Sur les douze membres actuels de l’équipe professionnelle, cinq sortent directement du centre de formation maison. «De notre point de vue, l’objectif de la structure est d’alimenter notre première équipe, car c’est notre façon d’exister dans l’élite malgré des moyens limités», souligne Romain Chenaud. Les jeunes, eux, voient surtout Chalon comme une porte d’entrée privilégiée vers le professionnalisme. «Seuls deux des douze joueurs de ma volée ne vivent pas du basket aujourd’hui. Certains ne sont pas en première division ou dans les meilleurs clubs, mais le ratio reste impressionnant», note Assane Ndoye.

La reprise des entraînements collectifs aura lieu dans une semaine. Lui est déjà de retour en ville, où il occupe ses journées entre la salle de musculation, les rives du lac des Prés-Saint-Jean pour courir et le parquet du Colisée. «Clint, c’est mon gars, j’ai joué avec lui, et il y a une part de fierté à le voir réussir ainsi. Forcément, ça motive à donner le meilleur de soi-même.» Le grand jeune homme doit aller travailler son shoot. Il salue, et par un couloir gris s’en va, sur les traces de Thabo Sefolosha, Clint Capela et les autres.

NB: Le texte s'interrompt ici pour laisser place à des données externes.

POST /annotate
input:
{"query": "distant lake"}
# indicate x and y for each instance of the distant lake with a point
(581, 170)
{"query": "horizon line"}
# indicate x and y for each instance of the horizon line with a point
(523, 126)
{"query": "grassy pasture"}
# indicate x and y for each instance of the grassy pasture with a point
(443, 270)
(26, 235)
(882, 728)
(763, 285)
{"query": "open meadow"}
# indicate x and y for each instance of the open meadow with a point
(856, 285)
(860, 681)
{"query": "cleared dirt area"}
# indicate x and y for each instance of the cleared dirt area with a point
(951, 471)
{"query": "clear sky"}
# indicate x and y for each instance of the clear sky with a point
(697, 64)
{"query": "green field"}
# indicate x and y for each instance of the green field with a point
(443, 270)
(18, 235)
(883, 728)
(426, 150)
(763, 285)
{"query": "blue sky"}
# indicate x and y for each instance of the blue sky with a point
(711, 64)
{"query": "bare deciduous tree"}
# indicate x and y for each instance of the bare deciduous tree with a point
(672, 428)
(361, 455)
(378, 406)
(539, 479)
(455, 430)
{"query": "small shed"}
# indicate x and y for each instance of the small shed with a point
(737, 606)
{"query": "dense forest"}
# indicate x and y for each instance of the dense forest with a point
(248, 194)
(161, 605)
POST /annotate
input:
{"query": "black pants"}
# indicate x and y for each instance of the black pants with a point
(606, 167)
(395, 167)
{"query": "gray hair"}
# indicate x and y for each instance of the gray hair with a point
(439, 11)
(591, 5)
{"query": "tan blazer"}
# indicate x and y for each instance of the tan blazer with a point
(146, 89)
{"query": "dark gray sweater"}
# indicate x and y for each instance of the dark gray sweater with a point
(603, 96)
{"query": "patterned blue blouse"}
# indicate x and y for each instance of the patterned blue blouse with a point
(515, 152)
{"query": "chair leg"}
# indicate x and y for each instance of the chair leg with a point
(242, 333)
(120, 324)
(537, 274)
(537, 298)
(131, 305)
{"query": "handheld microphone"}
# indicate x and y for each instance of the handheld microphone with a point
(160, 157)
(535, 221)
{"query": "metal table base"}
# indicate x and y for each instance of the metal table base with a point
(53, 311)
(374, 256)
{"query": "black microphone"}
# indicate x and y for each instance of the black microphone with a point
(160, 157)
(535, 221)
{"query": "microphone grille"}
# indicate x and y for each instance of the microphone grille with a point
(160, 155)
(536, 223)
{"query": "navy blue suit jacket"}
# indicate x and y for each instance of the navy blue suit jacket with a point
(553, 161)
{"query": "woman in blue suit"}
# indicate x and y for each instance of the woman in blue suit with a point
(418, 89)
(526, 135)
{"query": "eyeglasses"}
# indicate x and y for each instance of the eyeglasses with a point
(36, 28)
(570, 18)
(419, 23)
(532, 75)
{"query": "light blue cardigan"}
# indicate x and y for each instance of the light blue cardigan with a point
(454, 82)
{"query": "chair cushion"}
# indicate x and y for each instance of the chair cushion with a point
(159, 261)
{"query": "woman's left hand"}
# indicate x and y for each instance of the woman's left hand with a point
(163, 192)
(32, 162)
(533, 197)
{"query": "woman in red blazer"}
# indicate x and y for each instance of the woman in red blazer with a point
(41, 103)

Agenda: des matchs capitaux

L’équipe de Suisse de basketball affrontera le Portugal ce samedi à 19 heures à Fribourg dans le cadre d’un tour pré-qualificatif en vue de l’Euro. Pour aller de l’avant, elle doit terminer en tête d’un mini-groupe où figure encore l’Islande. Elle comptera notamment sur les dunks de sa star Clint Capela.